Os abatimentos pressionam as margens das companhias, mas contribuem para geração de caixa e para reduzir a alavancagem do setor medida pela relação entre dívida líquida e patrimônio líquido. Ainda assim, houve quem elevasse sua alavancagem no segundo trimestre na comparação com um ano antes, caso da Rossi, cujo indicador passou de 91,8% para 106,4%. Já PDG e Tecnisa obtiveram melhora do indicador, mas continuam com patamar elevado. Na PDG, o índice caiu de 130,9% para 110,4% e, na Tecnisa, passou de 131,8% para 113%.
A PDG anunciou início do processo de reestruturação de suas dívidas.

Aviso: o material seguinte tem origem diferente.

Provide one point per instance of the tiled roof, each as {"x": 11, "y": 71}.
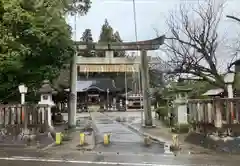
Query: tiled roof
{"x": 100, "y": 84}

A empresa contratou o Rothschild para assessorá-la na readequação do perfil da dívida, no reforço do capital de giro e fortalecimento da estrutura de capital.
Ainda não está claro qual será o novo tamanho do setor de incorporação. Empresas continuam a cortar pessoal para adequar as respectivas estruturas às novas necessidades de lançamentos e reduzir despesas gerais e administrativas. A Rossi demitiu 200 funcionários no primeiro semestre, o correspondente a 20% do quadro administrativo e readequou as áreas de escritório ocupadas.
A PDG Realty cortou 23% do quadro de funcionários no segundo trimestre ante o primeiro trimestre e continuará a ajustar sua estrutura conforme a necessidade da operação. Desde 2014, a Tecnisa vem fazendo cortes de pessoal - a maior parte concentrada no fim do ano e início de 2015 - e novas demissões irão ocorrer.
No segundo trimestre, a Gafisa fez cortes de pessoal, mas o patamar não foi informado. A estrutura continuará a ser ajustada. A folha de pagamento da EZTec foi reduzida em 35% desde início do ano passado, período em que o número de canteiros de obras ativos caiu de 33 para 24.